The key players in this convoluted tale are Imogen (Dakota Johnson), the daughter of a drug lord and biker gang leader, Cymbeline (Ed Harris). Imogen is supposed to marry Cloten (Anton Yelchin), the creepy son of Cymbeline’s second wife, simply called the Queen (Milla Jovovich). Imogen refuses and secretly marryies her true love, Posthumus (Penn Badgley). Cymbeline banishes Posthumus from the city when he discovers this.
In his misery, Posthumus consorts with the unsavory Iachimo (Ethan Hawke), who bets Posthumus that he can sleep with his wife. Posthumus is so convinced of his wife’s true love for him that he takes the bet.
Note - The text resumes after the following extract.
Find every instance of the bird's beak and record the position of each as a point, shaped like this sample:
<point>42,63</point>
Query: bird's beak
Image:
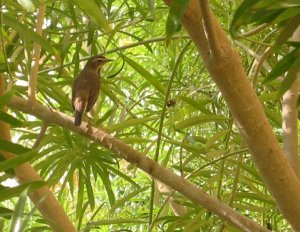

Iachimo, using iPhone camera trickery, falsely convinces the gullible young man that he has bedded Imogen, and so Posthumus immediately orders his underling, Pisanio (John Leguizamo), to kill Imogen. The continual double crosses and tragic misunderstandings could be ripe for great cinema, but the lack of energy, endless tortuous speechifying, and the sheer volume of characters and plot obscure the play’s logic.
For the most part, the actors seem committed with imparting the serious gravity of their words and not screwing up the tortuous phrasings. Everyone murmurs and grumbles, which can be fine if they build to a crescendo, but no one really lets loose. Shakespearean language was meant to be performed with some, you know, theatricality and gusto, not mumblecore naturalism.
If you’re a Delroy Lindo fiend, you’ll be very happy. In a small but important role, he comes close to stealing the film. But mostly, you’ll just bitterly reflect on how wasted Lindo has been lo these many years. Johnson is quite good as the fair Imogen, admirably merging believable teenage angst with the cumbersome language. Bill Pullman is intriguingly menacing and disheveled, but he has about 80 seconds of screen time. Jovovich has a few lines early on, sings a weird ballad in the middle that seems to go on forever, disappears for an hour, and then becomes the arch-villain at the very end.
For a film that bills itself as gritty on its promotional materials, there’s fairly little violence and zero sex. Yet for all the pretension to gravitas and grit, this film has all of the consequences of a music video, and I don’t necessarily mean this entirely as a barb. In fact, this is probably the best way to approach this. Just enjoy it like a very long, talky, low-energy music video.
Perhaps this boggling project was born from Hawke’s relationship with director and screenwriter Michael Almereyda; they collaborated together on 2000’s tepidly-received Hamlet. Iachimo is a great, juicy role, and Hawke plays it with evident relish, but it’s a fairly minor part, even if his machinations throw the plot into motion. Alas, Cymbeline appears to be that most cringe-worthy of endeavors: a passion project without passion.